Lumpiang Shanghai is regarded as the most basic type of lumpia in Filipino cuisine. Lumpiang Shanghai can be defined by its use of giniling (ground pork) as the main stuffing. The ground pork is sautéed with finely chopped carrots, garlic, onions, shallots, and salt and pepper to taste. A small amount of it is then placed on a lumpia wrapper (a thin egg crêpe) which is then rolled around it into a thin cylinder. The ends are secured by wetting it with a bit of water or egg whites. Sometimes, the fried giniling are further moistened with raw eggs so they retain their shape better. It is then deep-fried until golden brown.

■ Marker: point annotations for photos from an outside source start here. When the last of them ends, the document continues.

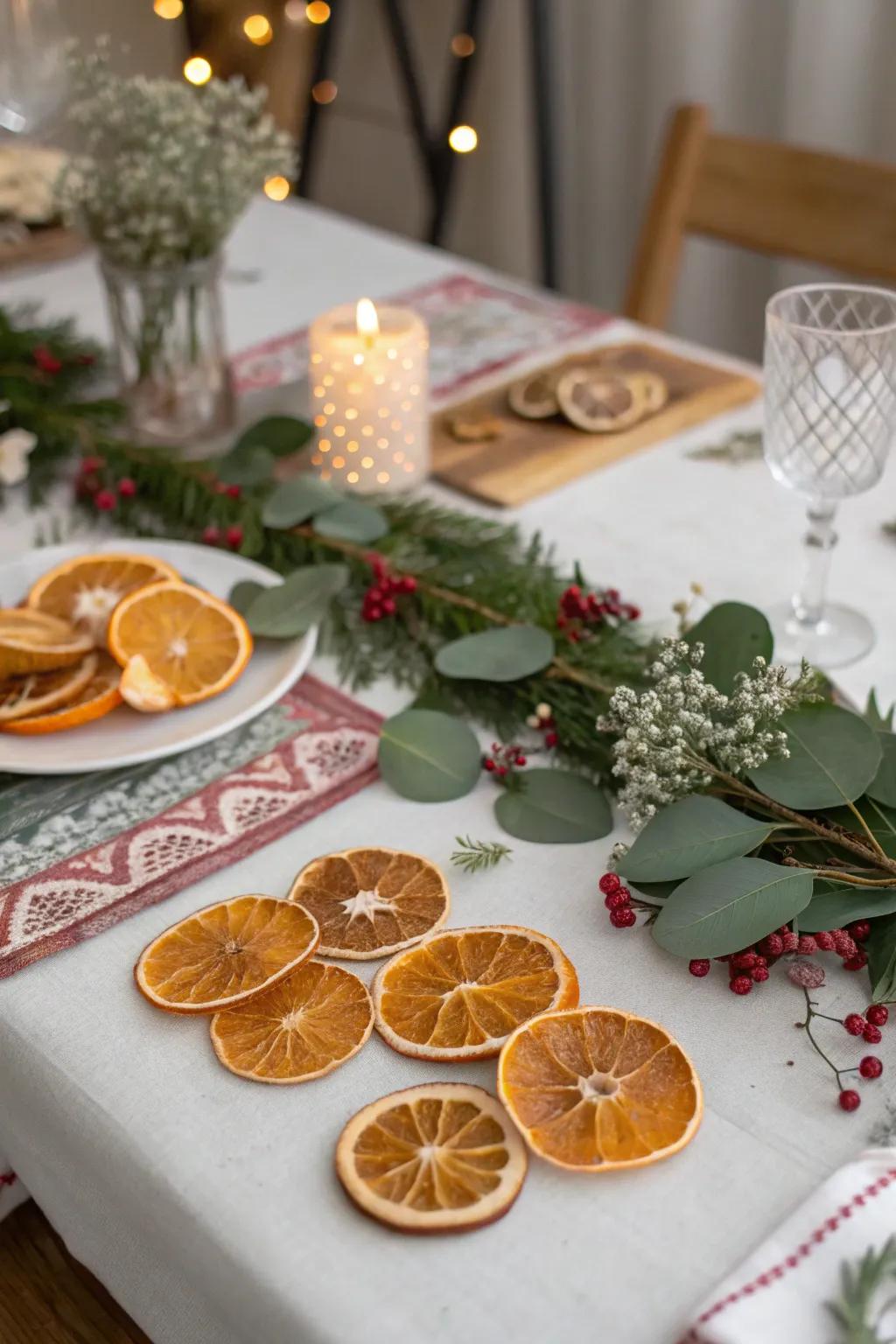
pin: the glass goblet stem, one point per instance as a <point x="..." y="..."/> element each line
<point x="820" y="542"/>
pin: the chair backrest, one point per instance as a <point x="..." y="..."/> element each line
<point x="766" y="197"/>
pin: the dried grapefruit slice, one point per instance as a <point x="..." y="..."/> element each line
<point x="88" y="589"/>
<point x="441" y="1158"/>
<point x="192" y="641"/>
<point x="32" y="641"/>
<point x="225" y="953"/>
<point x="459" y="993"/>
<point x="597" y="1088"/>
<point x="42" y="691"/>
<point x="93" y="701"/>
<point x="303" y="1027"/>
<point x="373" y="902"/>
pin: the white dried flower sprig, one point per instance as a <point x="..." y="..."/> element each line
<point x="168" y="168"/>
<point x="672" y="735"/>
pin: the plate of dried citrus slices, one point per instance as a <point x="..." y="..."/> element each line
<point x="130" y="652"/>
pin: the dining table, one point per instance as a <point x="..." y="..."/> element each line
<point x="208" y="1206"/>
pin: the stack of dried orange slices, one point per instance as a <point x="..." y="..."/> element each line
<point x="589" y="1088"/>
<point x="100" y="629"/>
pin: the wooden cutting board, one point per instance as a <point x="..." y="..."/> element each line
<point x="534" y="458"/>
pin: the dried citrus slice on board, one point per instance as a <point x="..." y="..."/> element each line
<point x="226" y="953"/>
<point x="32" y="641"/>
<point x="93" y="701"/>
<point x="371" y="902"/>
<point x="192" y="641"/>
<point x="442" y="1158"/>
<point x="303" y="1027"/>
<point x="87" y="589"/>
<point x="595" y="1088"/>
<point x="459" y="993"/>
<point x="42" y="691"/>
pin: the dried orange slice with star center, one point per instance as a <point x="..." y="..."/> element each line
<point x="226" y="953"/>
<point x="459" y="993"/>
<point x="88" y="589"/>
<point x="595" y="1088"/>
<point x="300" y="1028"/>
<point x="192" y="641"/>
<point x="442" y="1158"/>
<point x="371" y="902"/>
<point x="94" y="699"/>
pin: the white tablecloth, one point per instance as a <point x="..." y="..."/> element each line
<point x="207" y="1205"/>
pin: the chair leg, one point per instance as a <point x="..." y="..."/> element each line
<point x="657" y="256"/>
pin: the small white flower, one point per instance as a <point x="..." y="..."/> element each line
<point x="15" y="446"/>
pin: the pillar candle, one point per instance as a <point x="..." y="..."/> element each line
<point x="368" y="383"/>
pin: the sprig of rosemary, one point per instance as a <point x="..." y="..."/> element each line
<point x="479" y="855"/>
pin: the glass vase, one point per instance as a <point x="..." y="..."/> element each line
<point x="170" y="350"/>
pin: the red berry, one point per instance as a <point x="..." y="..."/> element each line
<point x="617" y="900"/>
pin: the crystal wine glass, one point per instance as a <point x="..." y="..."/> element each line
<point x="830" y="416"/>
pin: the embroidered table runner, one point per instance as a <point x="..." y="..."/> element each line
<point x="80" y="854"/>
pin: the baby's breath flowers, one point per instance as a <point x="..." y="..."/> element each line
<point x="676" y="735"/>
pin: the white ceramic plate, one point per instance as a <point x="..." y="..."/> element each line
<point x="125" y="737"/>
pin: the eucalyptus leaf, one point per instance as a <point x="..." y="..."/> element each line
<point x="883" y="787"/>
<point x="243" y="594"/>
<point x="731" y="906"/>
<point x="732" y="634"/>
<point x="554" y="807"/>
<point x="837" y="903"/>
<point x="248" y="466"/>
<point x="352" y="522"/>
<point x="881" y="958"/>
<point x="298" y="602"/>
<point x="504" y="654"/>
<point x="280" y="434"/>
<point x="833" y="759"/>
<point x="429" y="756"/>
<point x="298" y="500"/>
<point x="690" y="835"/>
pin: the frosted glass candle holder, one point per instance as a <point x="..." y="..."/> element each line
<point x="368" y="378"/>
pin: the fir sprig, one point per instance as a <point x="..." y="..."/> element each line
<point x="479" y="855"/>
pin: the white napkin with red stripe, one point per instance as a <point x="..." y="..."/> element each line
<point x="778" y="1294"/>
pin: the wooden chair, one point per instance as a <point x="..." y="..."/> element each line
<point x="766" y="197"/>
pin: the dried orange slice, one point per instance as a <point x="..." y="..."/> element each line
<point x="300" y="1028"/>
<point x="97" y="697"/>
<point x="32" y="641"/>
<point x="459" y="993"/>
<point x="371" y="902"/>
<point x="441" y="1158"/>
<point x="88" y="589"/>
<point x="42" y="691"/>
<point x="226" y="953"/>
<point x="597" y="1088"/>
<point x="192" y="641"/>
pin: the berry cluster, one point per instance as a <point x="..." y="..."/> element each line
<point x="379" y="599"/>
<point x="578" y="611"/>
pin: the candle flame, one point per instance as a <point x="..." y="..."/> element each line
<point x="368" y="323"/>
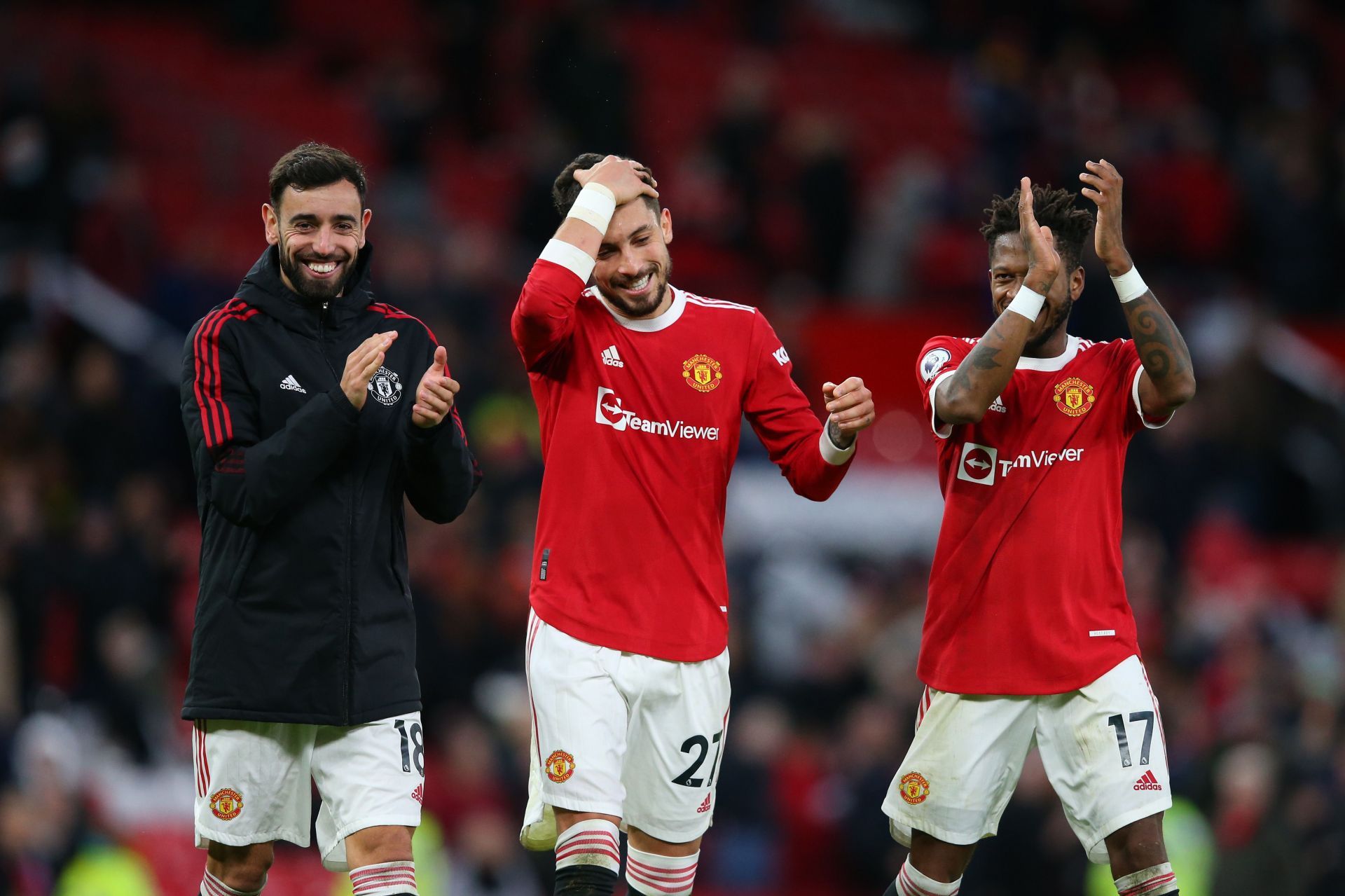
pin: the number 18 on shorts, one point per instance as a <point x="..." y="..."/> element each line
<point x="254" y="780"/>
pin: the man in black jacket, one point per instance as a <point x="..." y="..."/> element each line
<point x="304" y="435"/>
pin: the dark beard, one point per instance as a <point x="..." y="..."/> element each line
<point x="315" y="289"/>
<point x="1052" y="327"/>
<point x="656" y="298"/>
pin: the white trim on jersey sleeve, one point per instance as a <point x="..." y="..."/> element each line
<point x="934" y="408"/>
<point x="832" y="454"/>
<point x="1140" y="406"/>
<point x="570" y="256"/>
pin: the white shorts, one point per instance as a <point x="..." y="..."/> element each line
<point x="1102" y="747"/>
<point x="623" y="735"/>
<point x="254" y="780"/>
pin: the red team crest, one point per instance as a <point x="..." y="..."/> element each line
<point x="1074" y="397"/>
<point x="226" y="804"/>
<point x="915" y="789"/>
<point x="703" y="373"/>
<point x="560" y="766"/>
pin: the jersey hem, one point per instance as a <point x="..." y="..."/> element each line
<point x="226" y="713"/>
<point x="624" y="642"/>
<point x="1044" y="689"/>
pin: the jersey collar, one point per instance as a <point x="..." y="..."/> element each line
<point x="1052" y="364"/>
<point x="649" y="324"/>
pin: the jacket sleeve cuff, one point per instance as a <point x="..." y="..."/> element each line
<point x="346" y="411"/>
<point x="833" y="455"/>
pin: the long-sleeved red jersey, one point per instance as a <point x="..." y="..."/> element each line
<point x="640" y="424"/>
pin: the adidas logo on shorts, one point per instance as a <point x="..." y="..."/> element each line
<point x="1147" y="782"/>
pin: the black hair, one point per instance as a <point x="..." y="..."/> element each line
<point x="315" y="165"/>
<point x="567" y="188"/>
<point x="1054" y="209"/>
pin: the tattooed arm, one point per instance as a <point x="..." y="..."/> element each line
<point x="1168" y="381"/>
<point x="982" y="375"/>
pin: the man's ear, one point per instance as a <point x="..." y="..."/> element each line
<point x="270" y="223"/>
<point x="364" y="226"/>
<point x="1076" y="283"/>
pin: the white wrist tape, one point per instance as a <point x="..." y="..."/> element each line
<point x="595" y="206"/>
<point x="1130" y="286"/>
<point x="1026" y="303"/>
<point x="568" y="256"/>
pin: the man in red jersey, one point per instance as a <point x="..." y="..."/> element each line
<point x="1028" y="633"/>
<point x="640" y="389"/>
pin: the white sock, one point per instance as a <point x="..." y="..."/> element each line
<point x="385" y="878"/>
<point x="659" y="875"/>
<point x="593" y="841"/>
<point x="911" y="881"/>
<point x="212" y="885"/>
<point x="1152" y="881"/>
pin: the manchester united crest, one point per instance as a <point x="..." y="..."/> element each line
<point x="560" y="766"/>
<point x="915" y="789"/>
<point x="1074" y="397"/>
<point x="385" y="387"/>
<point x="703" y="373"/>
<point x="226" y="804"/>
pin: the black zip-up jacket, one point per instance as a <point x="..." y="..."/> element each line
<point x="304" y="612"/>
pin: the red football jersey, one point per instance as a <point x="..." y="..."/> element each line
<point x="1026" y="592"/>
<point x="640" y="424"/>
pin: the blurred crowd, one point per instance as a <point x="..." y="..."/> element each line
<point x="821" y="158"/>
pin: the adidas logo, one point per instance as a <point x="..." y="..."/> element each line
<point x="1147" y="782"/>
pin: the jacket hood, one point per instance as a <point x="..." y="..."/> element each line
<point x="264" y="288"/>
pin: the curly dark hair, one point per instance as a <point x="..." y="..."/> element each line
<point x="1054" y="209"/>
<point x="567" y="188"/>
<point x="315" y="165"/>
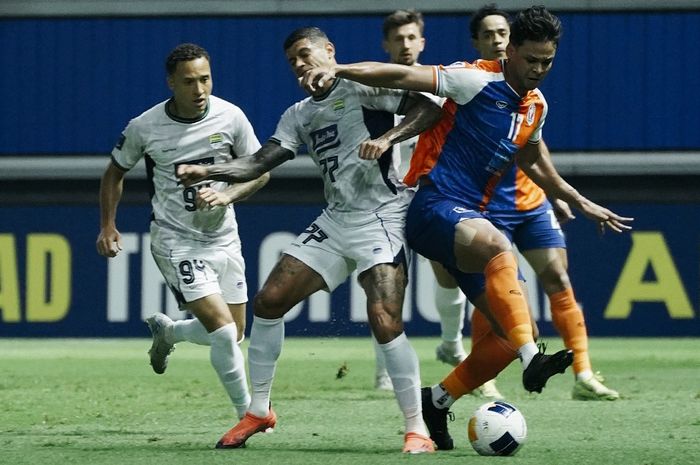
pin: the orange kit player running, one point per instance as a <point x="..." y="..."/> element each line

It is commonly served with agre dulce (sweet and sour) dipping sauce (which accentuates its "Chinese-ness"). It can also use other common lumpia dipping sauces like banana ketchup, sweet chili sauce, garlic mayonnaise, or vinegar with labuyo peppers and calamansi.

Lumpiang Shanghai is one of the most ubiquitous dishes served in Filipino parties, along with variations of pancit (noodles). They are commonly prepared ahead and stored in the refrigerator, and only deep-fried immediately before serving.

==Variations==
The basic recipe can be modified easily and is adapted to numerous variants. However, unless the variants still use ground pork as its main stuffing, the variants are usually simply referred to generically as "lumpia".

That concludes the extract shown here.